Distributed RAG pipeline#

This tutorial covers end-to-end Retrieval-Augmented Generation (RAG) pipelines using Ray, from data ingestion and LLM deployment to prompt engineering, evaluation and scaling out all workloads in the application.

Notebooks#

01_(Optional)_Regular_Document_Processing_Pipeline.ipynb
Demonstrates a baseline document processing workflow for extracting, cleaning, and indexing text prior to RAG.

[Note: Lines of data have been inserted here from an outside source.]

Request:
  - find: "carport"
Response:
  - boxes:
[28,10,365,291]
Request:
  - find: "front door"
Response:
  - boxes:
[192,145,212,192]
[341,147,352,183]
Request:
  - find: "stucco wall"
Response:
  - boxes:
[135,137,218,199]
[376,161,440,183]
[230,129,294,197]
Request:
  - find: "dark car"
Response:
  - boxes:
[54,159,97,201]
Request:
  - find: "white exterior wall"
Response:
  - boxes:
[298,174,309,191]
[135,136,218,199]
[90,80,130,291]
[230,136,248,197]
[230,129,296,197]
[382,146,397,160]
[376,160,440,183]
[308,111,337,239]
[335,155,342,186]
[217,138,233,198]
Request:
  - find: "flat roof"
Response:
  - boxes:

02_Scalable_RAG_Data_Ingestion_with_Ray_Data.ipynb
Shows how to build a high-throughput data ingestion pipeline for RAG using Ray Data.

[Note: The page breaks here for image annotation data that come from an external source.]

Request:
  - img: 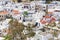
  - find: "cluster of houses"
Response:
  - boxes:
[0,0,60,40]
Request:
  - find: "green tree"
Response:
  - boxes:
[9,19,26,40]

03_Deploy_LLM_with_Ray_Serve.ipynb
Guides you through containerizing and serving a large language model at scale with Ray Serve.
04_Build_Basic_RAG_Chatbot
Combines your indexed documents and served LLM to create a simple, interactive RAG chatbot.

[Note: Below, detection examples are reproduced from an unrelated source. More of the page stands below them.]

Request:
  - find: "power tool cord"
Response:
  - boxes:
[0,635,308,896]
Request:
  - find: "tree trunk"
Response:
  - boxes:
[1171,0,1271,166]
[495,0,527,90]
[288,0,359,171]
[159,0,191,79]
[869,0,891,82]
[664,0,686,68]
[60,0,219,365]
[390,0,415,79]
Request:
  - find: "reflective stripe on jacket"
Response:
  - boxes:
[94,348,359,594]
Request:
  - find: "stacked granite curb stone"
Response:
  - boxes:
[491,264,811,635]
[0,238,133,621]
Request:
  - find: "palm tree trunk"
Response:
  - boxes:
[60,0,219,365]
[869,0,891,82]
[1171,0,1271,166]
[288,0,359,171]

05_Improve_RAG_with_Prompt_Engineering
Explores prompt-engineering techniques to boost relevance and accuracy in RAG responses.
06_(Optional)_Evaluate_RAG_with_Online_Inference
Provides methods to assess RAG quality in real time through live queries and metrics tracking.
07_Evaluate_RAG_with_Ray_Data_LLM_Batch_inference
Implements large-scale batch evaluation of RAG outputs using Ray Data + LLM batch inference.

Note: Notebooks marked “(Optional)” cover complementary topics and can be skipped if you prefer to focus on the core RAG flow.